On reading Enchantment, I found myself mesmerised that I had both experienced and also desired some of her own experiences and hoped for dreams. Getting back to finding balance, quiet spots, a cleaner and more inquisitive, but gentle, mindset. I haven’t read much since retiring. All fiction has left me dissatisfied. Probably do not want that type of theme anymore. My four reads since giving up the working role as a staff nurse have been spiritually connected in strange avenues of thought provoking nature. ‘Dictionary of Obscure Sorrows’ by John Koenig re: reflections on strange and quirky episodes you experience in life and of which there are no singular words for. ‘The Journey. Big Panda and Tiny Dragon’ by James Norbury re: everything you think you require exists already in the ‘everyday’ and is already inside you. The Harry Potter series by J. K. Rowling re: a need to escape into a land which was already familiar after a fair few revisit reads. No surprises on the next page.

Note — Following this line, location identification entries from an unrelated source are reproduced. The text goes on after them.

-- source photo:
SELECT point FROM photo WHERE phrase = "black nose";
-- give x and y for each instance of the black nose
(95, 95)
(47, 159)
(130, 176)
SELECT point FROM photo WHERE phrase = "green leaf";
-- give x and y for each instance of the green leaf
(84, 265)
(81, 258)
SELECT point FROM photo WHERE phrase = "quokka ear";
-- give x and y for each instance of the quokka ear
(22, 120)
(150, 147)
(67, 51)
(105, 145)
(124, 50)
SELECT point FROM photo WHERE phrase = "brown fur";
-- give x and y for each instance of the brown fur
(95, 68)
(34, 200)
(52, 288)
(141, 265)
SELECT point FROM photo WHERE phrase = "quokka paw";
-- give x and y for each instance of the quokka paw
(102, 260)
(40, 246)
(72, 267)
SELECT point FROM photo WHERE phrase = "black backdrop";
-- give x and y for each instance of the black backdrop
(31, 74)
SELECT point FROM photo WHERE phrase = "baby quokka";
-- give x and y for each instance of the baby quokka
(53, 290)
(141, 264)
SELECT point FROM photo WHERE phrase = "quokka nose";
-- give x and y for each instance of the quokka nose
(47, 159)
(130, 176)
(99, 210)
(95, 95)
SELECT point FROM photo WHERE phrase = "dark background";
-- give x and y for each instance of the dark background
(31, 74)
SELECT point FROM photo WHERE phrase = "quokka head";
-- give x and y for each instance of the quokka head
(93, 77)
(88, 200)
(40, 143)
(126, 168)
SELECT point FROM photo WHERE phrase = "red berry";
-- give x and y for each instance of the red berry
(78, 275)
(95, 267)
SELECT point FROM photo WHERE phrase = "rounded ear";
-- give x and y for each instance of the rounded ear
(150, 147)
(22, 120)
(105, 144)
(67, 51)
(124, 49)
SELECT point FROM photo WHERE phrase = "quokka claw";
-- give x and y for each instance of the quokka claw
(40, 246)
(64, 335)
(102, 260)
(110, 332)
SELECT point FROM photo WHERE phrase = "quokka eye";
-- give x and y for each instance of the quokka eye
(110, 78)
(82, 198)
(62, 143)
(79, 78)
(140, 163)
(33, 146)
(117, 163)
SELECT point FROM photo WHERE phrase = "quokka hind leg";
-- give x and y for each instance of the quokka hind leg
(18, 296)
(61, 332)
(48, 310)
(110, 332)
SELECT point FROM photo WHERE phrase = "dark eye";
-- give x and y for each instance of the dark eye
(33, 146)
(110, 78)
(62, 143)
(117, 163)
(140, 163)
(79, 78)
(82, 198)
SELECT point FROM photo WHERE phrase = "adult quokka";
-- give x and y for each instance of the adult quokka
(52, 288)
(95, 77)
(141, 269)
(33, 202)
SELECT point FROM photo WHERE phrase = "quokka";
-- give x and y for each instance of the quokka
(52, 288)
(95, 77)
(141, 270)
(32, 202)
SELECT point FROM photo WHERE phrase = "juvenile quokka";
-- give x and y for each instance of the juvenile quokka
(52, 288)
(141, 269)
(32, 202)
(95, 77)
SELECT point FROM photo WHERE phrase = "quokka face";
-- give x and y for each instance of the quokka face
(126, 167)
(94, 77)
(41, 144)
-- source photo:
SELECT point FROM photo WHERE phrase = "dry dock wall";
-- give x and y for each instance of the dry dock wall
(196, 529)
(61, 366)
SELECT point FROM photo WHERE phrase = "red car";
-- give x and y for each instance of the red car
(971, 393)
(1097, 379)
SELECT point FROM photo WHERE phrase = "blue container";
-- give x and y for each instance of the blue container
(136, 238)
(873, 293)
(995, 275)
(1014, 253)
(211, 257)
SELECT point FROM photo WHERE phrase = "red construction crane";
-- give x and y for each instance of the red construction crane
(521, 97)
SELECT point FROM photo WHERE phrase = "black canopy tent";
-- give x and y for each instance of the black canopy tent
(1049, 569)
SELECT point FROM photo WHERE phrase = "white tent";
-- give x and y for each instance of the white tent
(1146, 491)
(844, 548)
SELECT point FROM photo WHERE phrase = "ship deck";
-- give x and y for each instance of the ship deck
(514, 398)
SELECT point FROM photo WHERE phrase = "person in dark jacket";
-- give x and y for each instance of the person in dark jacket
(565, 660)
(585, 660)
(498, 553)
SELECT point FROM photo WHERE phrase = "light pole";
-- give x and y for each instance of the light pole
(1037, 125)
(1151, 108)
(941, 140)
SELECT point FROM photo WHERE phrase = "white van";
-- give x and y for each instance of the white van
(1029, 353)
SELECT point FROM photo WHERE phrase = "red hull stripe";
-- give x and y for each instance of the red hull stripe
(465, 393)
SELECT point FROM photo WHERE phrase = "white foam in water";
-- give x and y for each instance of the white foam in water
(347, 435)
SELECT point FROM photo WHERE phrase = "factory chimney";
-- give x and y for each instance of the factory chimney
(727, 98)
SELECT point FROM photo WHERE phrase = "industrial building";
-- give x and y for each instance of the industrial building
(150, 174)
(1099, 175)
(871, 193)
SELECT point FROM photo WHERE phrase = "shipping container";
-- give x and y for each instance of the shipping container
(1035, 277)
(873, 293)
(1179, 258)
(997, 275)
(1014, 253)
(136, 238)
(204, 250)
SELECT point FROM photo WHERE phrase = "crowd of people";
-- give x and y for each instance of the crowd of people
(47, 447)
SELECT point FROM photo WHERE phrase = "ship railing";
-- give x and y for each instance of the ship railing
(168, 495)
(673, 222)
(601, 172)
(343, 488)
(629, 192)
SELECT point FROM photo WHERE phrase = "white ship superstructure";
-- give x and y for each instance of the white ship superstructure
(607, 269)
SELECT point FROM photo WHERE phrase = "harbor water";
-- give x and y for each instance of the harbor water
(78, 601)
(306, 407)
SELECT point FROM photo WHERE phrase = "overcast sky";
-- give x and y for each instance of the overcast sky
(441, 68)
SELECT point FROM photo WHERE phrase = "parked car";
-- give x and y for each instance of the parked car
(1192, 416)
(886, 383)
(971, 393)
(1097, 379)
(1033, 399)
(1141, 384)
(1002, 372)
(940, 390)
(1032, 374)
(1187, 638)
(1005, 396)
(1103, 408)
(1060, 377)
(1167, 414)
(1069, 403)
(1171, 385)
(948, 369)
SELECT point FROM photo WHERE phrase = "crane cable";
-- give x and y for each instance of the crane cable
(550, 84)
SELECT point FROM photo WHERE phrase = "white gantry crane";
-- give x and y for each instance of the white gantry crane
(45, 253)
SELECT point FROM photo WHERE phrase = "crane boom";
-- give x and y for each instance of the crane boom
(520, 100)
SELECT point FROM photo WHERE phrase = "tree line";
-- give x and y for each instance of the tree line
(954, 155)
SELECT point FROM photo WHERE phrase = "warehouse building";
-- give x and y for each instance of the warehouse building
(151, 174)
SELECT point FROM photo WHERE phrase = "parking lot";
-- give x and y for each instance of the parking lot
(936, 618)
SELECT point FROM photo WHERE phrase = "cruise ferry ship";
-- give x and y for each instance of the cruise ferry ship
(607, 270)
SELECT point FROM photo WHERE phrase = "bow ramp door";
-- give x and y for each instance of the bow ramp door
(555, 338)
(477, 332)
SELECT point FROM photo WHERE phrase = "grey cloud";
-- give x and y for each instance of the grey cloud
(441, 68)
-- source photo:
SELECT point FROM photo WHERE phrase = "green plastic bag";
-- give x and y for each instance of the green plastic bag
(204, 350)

That last read, Harry Potter, was really the nail on the head. Katherine May, in her first pages, writes of losing the desire to read. Myself? Since retiring and putting down the last of a plethora of textbooks about medical investigations, I have read the few mentioned above. So an extraordinary small amount. Then, I realised. It is about fear. Fear of the unknown. Fiction, when turning the pages, brings about anticipation. Not dread. But a trickling of small fears, butterfly flutters and unwished for outcomes. In well written books especially. I have started to read and stopped a few chapters in. Discomfort brings about a wandering mind in need for escape.
Before the Covid experience I could still pick up books between the technical reads. Not as many as I used to before nurse training. But at least they got to be read in full. Covid has provided a new mindset. Yes. Fear probably. And it is a difficult one to shake loose from.
Drowning in anticipation over the last few years? Who wants to add to it by reading books that bring the unknown too. Albeit in a fictional sense? In Enchantment, recognising why the anxieties, burnout and lethargy exist, by simply nodding your head in agreement, is comforting. The other books I picked up and began to read felt wrong. Also, as said, the mind wandered. I was probably also mind searching for self peace after the enormity of experiencing the nurse role and the pandemic impact. Maybe a need to find answers closer to spiritual harmony. Yet I do not read ‘self help books’. Never wanted to. Reflective practice writing in nursing was enough of an intrusion. Reminded oneself of what you are doing wrong. And what is going wrong around you.
‘Enchantment’, as a read is different. It allows you to take your own dreams and seek to getting back to basics. To what the Earth can offer. I don’t want to change ‘me’. I want the Earth to give itself back to me. Simply by myself allowing it to. The Earth hasn’t changed in its abilities to give sustenances. We all lost something in the pandemic and sometimes we do find we have to find answers to get spiritual balance again from deep within ourselves.